Now that we have the definition of the Wronskian out of the way we need to get back to the question at hand. Because the Wronskian is the denominator in the solution to each of the $c_i$ we can see that we’ll have a solution provided it is not zero for any value of $t=t_0$ that we chose to evaluate the Wronskian at.
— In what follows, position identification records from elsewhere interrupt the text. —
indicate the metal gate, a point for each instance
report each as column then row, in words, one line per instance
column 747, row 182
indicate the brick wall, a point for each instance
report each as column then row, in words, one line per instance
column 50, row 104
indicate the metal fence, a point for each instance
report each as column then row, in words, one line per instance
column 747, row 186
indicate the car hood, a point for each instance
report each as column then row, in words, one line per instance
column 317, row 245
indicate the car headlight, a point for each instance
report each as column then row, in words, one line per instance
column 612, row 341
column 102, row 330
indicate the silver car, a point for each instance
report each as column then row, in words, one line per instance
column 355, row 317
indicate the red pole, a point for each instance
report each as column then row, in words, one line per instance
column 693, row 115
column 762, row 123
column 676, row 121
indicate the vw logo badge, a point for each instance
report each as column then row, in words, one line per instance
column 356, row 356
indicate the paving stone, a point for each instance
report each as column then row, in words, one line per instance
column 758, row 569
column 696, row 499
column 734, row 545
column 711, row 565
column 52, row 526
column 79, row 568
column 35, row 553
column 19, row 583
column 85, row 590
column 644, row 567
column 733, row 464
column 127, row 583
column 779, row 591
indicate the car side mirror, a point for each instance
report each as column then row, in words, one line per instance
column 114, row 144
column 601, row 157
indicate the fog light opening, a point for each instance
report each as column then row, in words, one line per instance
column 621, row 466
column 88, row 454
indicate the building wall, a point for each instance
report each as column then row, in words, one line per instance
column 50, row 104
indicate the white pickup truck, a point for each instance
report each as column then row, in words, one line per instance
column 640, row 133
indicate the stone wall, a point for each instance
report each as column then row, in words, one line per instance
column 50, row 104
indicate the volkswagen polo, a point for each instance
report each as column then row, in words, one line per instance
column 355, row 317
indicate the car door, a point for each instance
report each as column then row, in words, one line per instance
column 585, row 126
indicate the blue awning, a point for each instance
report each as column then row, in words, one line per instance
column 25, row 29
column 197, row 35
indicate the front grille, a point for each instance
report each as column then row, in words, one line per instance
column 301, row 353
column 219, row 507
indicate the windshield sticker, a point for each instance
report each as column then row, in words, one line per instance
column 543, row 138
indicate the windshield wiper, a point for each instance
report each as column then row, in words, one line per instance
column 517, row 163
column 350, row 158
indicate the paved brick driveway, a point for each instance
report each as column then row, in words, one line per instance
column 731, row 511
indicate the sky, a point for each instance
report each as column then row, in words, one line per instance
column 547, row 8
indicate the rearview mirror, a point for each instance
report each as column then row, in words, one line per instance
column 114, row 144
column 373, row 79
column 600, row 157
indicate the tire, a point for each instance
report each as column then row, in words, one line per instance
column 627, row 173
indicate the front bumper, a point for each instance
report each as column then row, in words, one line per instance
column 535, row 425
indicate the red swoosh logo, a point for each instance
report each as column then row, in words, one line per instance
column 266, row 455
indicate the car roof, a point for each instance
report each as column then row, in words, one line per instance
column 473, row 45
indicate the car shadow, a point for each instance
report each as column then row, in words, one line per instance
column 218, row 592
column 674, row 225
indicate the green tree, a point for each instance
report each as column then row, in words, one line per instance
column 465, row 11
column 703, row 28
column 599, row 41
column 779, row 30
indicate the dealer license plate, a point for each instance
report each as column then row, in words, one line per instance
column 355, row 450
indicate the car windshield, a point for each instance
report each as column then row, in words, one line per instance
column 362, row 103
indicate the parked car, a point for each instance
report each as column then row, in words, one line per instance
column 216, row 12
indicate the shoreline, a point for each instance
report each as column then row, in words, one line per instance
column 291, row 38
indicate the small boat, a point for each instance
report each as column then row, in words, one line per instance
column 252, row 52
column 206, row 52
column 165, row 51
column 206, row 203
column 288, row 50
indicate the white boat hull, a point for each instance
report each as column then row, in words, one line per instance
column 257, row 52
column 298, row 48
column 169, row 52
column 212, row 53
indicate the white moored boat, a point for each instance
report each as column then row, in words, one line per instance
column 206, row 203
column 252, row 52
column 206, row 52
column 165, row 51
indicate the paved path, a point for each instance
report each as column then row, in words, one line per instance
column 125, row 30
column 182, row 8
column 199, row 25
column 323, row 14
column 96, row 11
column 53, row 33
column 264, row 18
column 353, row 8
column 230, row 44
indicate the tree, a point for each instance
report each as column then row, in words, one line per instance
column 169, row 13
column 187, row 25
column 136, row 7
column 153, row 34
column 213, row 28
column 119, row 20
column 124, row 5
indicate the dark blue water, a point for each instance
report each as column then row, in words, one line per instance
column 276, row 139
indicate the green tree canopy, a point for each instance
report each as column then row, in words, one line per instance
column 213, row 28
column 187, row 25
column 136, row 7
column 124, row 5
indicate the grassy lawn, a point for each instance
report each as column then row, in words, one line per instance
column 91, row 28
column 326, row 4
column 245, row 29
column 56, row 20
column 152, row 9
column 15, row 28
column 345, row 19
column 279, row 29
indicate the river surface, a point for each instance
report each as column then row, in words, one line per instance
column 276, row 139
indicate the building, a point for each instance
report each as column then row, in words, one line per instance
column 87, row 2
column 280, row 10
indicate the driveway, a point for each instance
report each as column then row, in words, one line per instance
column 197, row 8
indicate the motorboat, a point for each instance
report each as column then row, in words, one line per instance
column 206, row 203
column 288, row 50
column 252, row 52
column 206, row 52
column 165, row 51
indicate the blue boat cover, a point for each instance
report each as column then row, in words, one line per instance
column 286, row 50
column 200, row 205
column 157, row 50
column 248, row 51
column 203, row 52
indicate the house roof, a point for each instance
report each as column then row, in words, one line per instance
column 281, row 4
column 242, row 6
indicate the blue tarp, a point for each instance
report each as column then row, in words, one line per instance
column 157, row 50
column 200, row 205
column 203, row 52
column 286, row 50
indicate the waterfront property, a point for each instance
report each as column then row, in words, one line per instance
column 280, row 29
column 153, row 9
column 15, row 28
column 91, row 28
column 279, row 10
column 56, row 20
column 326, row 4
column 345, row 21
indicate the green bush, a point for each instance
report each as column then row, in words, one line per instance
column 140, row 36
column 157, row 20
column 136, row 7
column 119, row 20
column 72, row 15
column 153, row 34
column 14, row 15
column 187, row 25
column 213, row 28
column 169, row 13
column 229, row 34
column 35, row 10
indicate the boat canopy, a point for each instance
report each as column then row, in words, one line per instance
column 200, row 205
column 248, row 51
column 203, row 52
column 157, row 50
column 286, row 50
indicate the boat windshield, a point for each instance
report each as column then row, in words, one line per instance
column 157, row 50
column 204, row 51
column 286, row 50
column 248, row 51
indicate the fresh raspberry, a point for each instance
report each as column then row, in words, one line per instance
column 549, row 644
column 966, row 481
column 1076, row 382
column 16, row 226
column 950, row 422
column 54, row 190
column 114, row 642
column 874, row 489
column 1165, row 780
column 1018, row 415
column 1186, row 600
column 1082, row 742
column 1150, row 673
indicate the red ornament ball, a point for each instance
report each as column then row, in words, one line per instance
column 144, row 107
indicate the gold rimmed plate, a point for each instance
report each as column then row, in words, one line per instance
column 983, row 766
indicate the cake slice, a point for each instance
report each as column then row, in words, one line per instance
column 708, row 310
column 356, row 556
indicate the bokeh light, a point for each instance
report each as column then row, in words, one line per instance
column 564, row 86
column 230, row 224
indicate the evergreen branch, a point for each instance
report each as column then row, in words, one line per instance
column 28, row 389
The following theorem summarizes all this up.

Theorem 2

Suppose the functions $p_0,p_1,\dots ,p_{n-1}$ are all continuous on the open interval $I$ and further suppose that $y_1\left(t\right),y_2\left(t\right),\dots y_n\left(t\right)$ are all solutions to $\text{(4)}$. If $W\left(y_1,y_2,\dots y_n\right)\left(t\right)\ne 0$ for every $t$ in $I$ then $y_1\left(t\right),y_2\left(t\right),\dots y_n\left(t\right)$form a Fundamental Set of Solutions and the general solution to $\text{(4)}$ is,
$$y\left(t\right)=c_1{y}_1\left(t\right)+c_2{y}_2\left(t\right)+\cdots +c_n{y}_n\left(t\right)$$

Recall as well that if a set of solutions form a fundamental set of solutions then they will also be a set of linearly independent functions.

We’ll close this section off with a quick reminder of how we find solutions to the nonhomogeneous differential equation, $\text{(2)}$. We first need the $n^{\text{th}}$ order version of a theorem we saw back in the 2^nd order material.

Theorem 3

Suppose that $Y_1\left(t\right)$ and $Y_2\left(t\right)$ are two solutions to $\text{(2)}$ and that $y_1\left(t\right),y_2\left(t\right),\dots y_n\left(t\right)$ are a fundamental set of solutions to the homogeneous differential equation $\text{(4)}$ then,
$$Y_1\left(t\right)-Y_2\left(t\right)$$is a solution to $\text{(4)}$ and it can be written as
$$Y_1\left(t\right)-Y_2\left(t\right)=c_1{y}_1\left(t\right)+c_2{y}_2\left(t\right)+\cdots +c_n{y}_n\left(t\right)$$

Now, just as we did with the 2^nd order material if we let $Y\left(t\right)$ be the general solution to $\text{(2)}$ and if we let $Y_P\left(t\right)$ be any solution to $\text{(2)}$ then using the result of this theorem we see that we must have,

$$Y\left(t\right)=c_1{y}_1\left(t\right)+c_2{y}_2\left(t\right)+\cdots +c_n{y}_n\left(t\right)+Y_P\left(t\right)=y_c\left(t\right)+Y_P\left(t\right)$$

where, $y_c\left(t\right)=c_1{y}_1\left(t\right)+c_2{y}_2\left(t\right)+\cdots +c_n{y}_n\left(t\right)$ is called the complementary solution and $Y_P\left(t\right)$ is called a particular solution.

Over the course of the next couple of sections we’ll discuss the differences in finding the complementary and particular solutions for $n^{\text{th}}$ order differential equations in relation to what we know about 2^nd order differential equations. We’ll see that, for the most part, the methods are the same. The amount of work involved however will often be significantly more.